エレクトロニクスソサイエティ会長 植之原 裕行

 平成29年度電子情報通信学会ソサイエティ大会が開催されるにあたり、まずは会場をご提供いただきました東京都市大学の関係者の皆様に感謝申し上げますとともに、今大会の企画・運営・準備に関わられました皆様、大会にご参加・ご発表・ご討論いただきます皆様に御礼申し上げます。
 さてエレクトロニクスの応用先が多種多様に拡がっていることはご存知の通りと思いますが、近年予想を超えて人工知能を搭載したり自動運転への応用研究が加速しているようです。それぞれにセンシングや高速無線技術に注目が集まっています。また大容量のデータを処理しているデータセンタ向け通信技術も世界的に研究開発が熱を帯びています。そのような状況を受けて、エレクトロニクスソサイエティの研究専門委員会企画シンポジウムとして、初日午後に「CI-2.データ伝送容量増大に向けた光デバイス技術の進展」「CI-4.ハイブリッド材料技術から拡がるセンサ・光電変換デバイスの最新動向と展望 -有機、バイオ、酸化物、カーボン、ナノメタル、シリコン…-」、2日目午前に「CI-1.異種材料融合技術で加速する集積光デバイスの新展開」、同日午後に「CI-5.空間領域の波動伝搬技術の新展開」、3日目午後には「CI-3.新たな体験を生み出すAR/VR技術」が企画されています。またソサイエティ企画として、「CP-1.デバイス開発から回路設計にわたる光・マイクロ波シミュレーション技術の現状と展望」も3日目午後に開催予定です。
 通常の一般セッションとしても、電磁界理論、マイクロ波、光エレクトロニクス、レーザ・量子エレクトロニクス、機構デバイス、電子部品・材料、磁気記録・情報ストレージ、超伝導エレクトロニクス、電子ディスプレイ、電子デバイス、シリコン材料・デバイス、集積回路、有機エレクトロニクス、マイクロ波・ミリ波フォトニクス、エレクトロニクスシミュレーションの各分野で計229件の一般講演が予定されています。

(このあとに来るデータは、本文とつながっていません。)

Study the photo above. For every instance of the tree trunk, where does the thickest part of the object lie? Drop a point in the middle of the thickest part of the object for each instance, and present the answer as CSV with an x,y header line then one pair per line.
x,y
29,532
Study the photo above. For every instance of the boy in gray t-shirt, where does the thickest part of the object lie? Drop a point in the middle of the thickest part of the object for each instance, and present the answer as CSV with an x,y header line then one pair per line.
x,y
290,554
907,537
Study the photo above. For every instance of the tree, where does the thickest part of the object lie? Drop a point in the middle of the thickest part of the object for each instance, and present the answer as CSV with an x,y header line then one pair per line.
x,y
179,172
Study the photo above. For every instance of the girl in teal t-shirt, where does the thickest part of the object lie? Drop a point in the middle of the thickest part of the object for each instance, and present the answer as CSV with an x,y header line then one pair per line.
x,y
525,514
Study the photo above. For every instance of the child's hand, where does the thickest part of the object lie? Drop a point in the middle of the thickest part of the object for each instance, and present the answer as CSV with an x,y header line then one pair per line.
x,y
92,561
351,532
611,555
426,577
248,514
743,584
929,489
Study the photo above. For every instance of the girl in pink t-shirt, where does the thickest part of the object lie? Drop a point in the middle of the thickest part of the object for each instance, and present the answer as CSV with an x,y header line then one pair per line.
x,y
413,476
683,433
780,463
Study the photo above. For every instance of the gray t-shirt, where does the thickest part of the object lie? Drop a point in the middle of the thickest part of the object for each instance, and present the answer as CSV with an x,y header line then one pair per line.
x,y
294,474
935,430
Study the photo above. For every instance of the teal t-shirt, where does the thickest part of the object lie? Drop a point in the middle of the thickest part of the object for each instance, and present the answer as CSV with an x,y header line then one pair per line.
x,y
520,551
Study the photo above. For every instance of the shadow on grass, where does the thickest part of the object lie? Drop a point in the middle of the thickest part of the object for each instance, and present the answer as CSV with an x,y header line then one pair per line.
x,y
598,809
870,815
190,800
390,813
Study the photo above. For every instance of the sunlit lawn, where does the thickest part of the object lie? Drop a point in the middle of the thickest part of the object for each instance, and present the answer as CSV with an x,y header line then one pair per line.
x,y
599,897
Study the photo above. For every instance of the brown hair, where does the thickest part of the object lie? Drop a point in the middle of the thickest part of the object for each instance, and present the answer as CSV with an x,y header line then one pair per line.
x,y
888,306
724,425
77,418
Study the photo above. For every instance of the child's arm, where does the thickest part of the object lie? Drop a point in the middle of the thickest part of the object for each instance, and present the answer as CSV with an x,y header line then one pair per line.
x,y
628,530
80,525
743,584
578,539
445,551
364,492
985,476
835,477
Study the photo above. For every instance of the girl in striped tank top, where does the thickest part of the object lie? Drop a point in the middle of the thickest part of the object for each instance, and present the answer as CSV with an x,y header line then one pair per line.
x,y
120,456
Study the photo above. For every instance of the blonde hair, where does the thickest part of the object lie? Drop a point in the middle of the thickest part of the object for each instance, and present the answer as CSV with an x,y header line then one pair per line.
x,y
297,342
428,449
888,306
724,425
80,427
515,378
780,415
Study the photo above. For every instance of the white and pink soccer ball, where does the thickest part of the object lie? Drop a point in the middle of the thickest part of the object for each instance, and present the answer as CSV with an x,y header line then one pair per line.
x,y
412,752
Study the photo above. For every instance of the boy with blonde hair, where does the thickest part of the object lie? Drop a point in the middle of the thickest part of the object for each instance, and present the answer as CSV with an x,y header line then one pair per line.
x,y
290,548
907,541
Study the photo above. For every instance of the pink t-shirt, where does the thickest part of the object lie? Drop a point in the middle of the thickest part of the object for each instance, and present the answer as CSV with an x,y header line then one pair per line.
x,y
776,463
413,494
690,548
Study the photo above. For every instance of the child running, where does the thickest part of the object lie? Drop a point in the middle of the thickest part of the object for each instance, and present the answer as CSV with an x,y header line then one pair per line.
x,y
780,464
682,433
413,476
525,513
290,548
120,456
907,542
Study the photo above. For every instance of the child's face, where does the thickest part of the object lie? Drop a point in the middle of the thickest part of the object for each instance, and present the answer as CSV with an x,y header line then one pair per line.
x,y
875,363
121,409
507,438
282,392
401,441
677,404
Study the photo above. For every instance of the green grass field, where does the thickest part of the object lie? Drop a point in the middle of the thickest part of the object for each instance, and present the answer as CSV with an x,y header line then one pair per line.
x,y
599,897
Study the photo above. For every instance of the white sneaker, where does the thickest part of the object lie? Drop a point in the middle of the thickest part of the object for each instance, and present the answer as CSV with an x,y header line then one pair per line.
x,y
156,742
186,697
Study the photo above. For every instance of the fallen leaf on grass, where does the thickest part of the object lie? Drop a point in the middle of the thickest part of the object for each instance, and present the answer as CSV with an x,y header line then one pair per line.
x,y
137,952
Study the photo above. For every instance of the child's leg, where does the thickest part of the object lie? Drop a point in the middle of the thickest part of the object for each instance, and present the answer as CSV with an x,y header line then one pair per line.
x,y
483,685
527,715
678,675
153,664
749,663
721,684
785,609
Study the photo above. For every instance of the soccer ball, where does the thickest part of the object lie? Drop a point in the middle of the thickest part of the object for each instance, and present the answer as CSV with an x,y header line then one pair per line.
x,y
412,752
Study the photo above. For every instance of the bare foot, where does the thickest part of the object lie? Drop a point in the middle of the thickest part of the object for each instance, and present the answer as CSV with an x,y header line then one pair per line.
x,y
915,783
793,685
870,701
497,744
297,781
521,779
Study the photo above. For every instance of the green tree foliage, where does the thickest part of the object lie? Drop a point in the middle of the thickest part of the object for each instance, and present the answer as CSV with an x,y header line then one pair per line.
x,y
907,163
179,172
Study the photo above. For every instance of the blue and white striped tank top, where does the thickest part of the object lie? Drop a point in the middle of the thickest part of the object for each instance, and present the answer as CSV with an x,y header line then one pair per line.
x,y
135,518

 さらには、本年は学会創立100周年の記念すべきタイミングでもあります。2日目午後の「CK-1.エレクトロニクスソサイエティプレナリセッション・電子情報通信学会100周年記念シンポジウム エレクトロニクスの発展の現状と未来像:IoTやAIが築く世界の先に見えるもの」において、エレクトロニクスソサイエティ賞・学生奨励賞・ELEX Best Paper Award・レター論文賞の表彰を行います。その後に、特別シンポジウムとして現在実用に向けて研究開発されている大容量光通信技術、ウェアラブルディスプレイ技術、関連技術の市場動向、およびその先の時期に向けて社会に展開していくことを目指す深層学習の応用展開、ニューロチップに関する招待講演5件を計画しました。
 大会は現在の研究開発の動向や具体的な技術の情報を広く収集できる機会でもあり、また関心のある関係者同志で情報交換するとともに、人的交流の場でもあります。ぜひ大会会場に足を運んでいただき、ご議論いただきますよう、お願い申し上げます。